Вернулся с мешком, там был хлеб (вспоминает мама полвека спустя, и глаза её горят), сахар, селёдка, гороховый концентрат и бутылка водки. Вид продуктов её парализовал, но она не подала виду, была гордая. Он предложил пойти в кино на «Свинарку и пастуха», мама благородно согласилась. За время просмотра от мук голода возненавидела и фильм, и офицера. Вернулись, сели за стол, офицер налил по полстакана водки и заставил выпить. Мама никогда раньше не пила водку, а тут выпила и чуть не умерла — у неё было сильнейшее отравление.

Весной нанялась сажать картошку, чтобы к приезду родителей было чем их кормить. Дедушка и бабушка вернулись из эвакуации в 1944 году; продали всё, что вырастили в приусадебном хозяйстве, купили на это несколько отрезов ткани, чтоб приодеть дочку, но по дороге их обокрали. В чём ушли в сорок первом, в том, заштопанном и заплатанном, и вернулись через три года домой, откуда всё было вынесено до последней нитки. Бабушка начала преподавать в школе, но ей не в чем было идти на работу. Выросшая в богатой семье города Люблин, она вынуждена была ходить на уроки в старых мужских ботинках и умирала от стыда.

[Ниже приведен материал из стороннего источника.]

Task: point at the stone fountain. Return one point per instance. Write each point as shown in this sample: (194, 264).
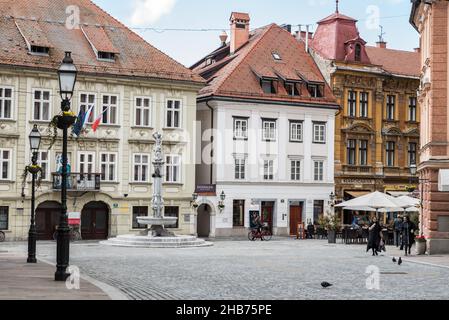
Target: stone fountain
(156, 235)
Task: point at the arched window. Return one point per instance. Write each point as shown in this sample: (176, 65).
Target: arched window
(358, 52)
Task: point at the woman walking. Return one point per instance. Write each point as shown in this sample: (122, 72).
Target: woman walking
(374, 237)
(408, 235)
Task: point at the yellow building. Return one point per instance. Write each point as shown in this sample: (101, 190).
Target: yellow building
(377, 130)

Мама писала стихи. Ужасные с точки зрения поэзии, но полные пафоса и веры в победу. Её жениха, Колю Королёва, преподававшего физику после окончания института, убили на фронте. Осталось несколько писем. Убили почти всех мальчиков из класса. Драматург Вадим Коростылёв, учившийся в параллельном классе, рассказывал мне, что пошёл на войну в лыжном костюме и отцовых солдатских сапогах с гражданской, что их, не обученных, не обмундированных и не вооружённых, всем классом бросили немцам в пасть.

Мама училась в ветеринарном институте, в медицинский так и не перевелась, было не до того, специализировалась на болезнях, общих у людей и животных. В 1945 году сдавала экзамен профессору Ельцову. Профессор положил на неё глаз: мама была красотка, скромная и зажатая, с одной стороны, бойкая и языкатая — с другой. Началась двадцатилетняя дружба. Видимо, это была не просто дружба, но молодая мама была слишком зашугана воспитанием, а Ельцов был известный донжуан. Умный, немолодой учёный, он сломался на худенькой девочке в очках в золотой оправе со жгуче-чёрными кудрями. Она делала доклады на его кафедре, он брал её ассистировать при операциях. Был всерьёз увлечён, долго домогался. На выпускном вечере не отходил, ждал, что та попросит помочь устроиться в Москве на кафедре. Но мама понимала, какой ценой.

Закончила институт с красным дипломом, была признана лучшей студенткой курса, но при институте оставлена не была, а получила распределение в Калининскую область. Профессор сжалился и бескорыстно устроил в Москве два месяца помогать большому чиновнику делать кандидатскую диссертацию.